Kulturelle Identität wahren
Ein Jahrtausend deutsche Kultur im Osten ist Teil unserer Geschichte und gehört untrennbar zur kulturellen Identität aller Deutschen. Der Beitrag der Sudetendeutschen und damit auch der Egerländer zur Kultur und Geschichte der Deutschen muss gleichrangig neben dem Hessens stehen. Es sei daher unser aller Aufgabe, dieses Kulturerbe zu wahren und weiterzuentwickeln. Das sind wir den deutschen Heimatvertriebenen und Spätaussiedlern auch aufgrund ihres schweren Schicksals aus nationaler Solidarität schuldig. Mit ihrer Arbeit haben die Heimatvertriebenen eine Brückenfunktion in vielfältiger Weise ausgeübt. Sie sind – ohne ihre Vergangenheit aufzugeben – ein wesentlicher Teil unserer heutigen Gesellschaft geworden. Engagiert würden die Egerländer helfen, das Kulturgut ihrer Heimat als wichtiges deutsches und europäisches Kulturgut zu bewahren.

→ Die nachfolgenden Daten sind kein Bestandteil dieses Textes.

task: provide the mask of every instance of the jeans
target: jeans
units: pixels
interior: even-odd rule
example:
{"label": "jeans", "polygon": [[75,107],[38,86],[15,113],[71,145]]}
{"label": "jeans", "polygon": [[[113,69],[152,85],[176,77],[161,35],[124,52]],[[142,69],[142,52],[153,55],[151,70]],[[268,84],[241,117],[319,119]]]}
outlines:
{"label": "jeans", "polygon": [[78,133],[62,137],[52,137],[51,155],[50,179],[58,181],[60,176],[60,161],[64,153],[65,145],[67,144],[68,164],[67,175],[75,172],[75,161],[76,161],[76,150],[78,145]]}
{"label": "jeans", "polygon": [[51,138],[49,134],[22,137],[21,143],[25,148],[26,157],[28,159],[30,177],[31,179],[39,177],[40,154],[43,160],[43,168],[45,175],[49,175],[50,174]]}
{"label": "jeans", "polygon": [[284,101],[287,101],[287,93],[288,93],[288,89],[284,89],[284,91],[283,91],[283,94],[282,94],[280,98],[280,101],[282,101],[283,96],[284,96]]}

Bund und Länder seien nach § 96 des Bundesvertriebenengesetzes insbesondere verpflichtet, das Kulturgut der Vertreibungsgebiete in dem Bewusstsein des gesamten Deutschen Volkes zu erhalten und die Weiterentwicklung der Kulturleistungen der Vertriebenen und Flüchtlinge zu fördern. Es gehe im Wesentlichen auch darum, das kulturelle Erbe des deutschen Ostens im Bewusstsein der Menschen zu bewahren, wobei es um die Kultur aller Deutschen gehe. Die lokalen Heimatregionen wie das Egerland gehörten dazu, sie seien Teil dieser gesamtdeutschen Kultur.
Kultur und Geschichte der Vertreibungsgebiete sind Teil deutscher Kultur
Die Kultur und die Geschichte der Vertreibungsgebiete und Siedlungsgebiete seien unlösbarer Teil deutscher und europäischer Kultur und Geschichte und daher nicht allein Aufgabe der Vertriebenen und Flüchtlinge.
Deshalb habe die hessische Landesregierung die Haushaltsansätze für die Ostdeutsche Kulturarbeit und die Unterstützung der Verbände und Landsmannschaften seit 1999 verdreifacht. „Daran können auch die Egerländer erkennen, dass für die Landesregierung die Förderung der ostdeutschen Kultur eine wichtige Aufgabe ist und ernste Verpflichtung bleibt“, so Rudolf Friedrich abschließend.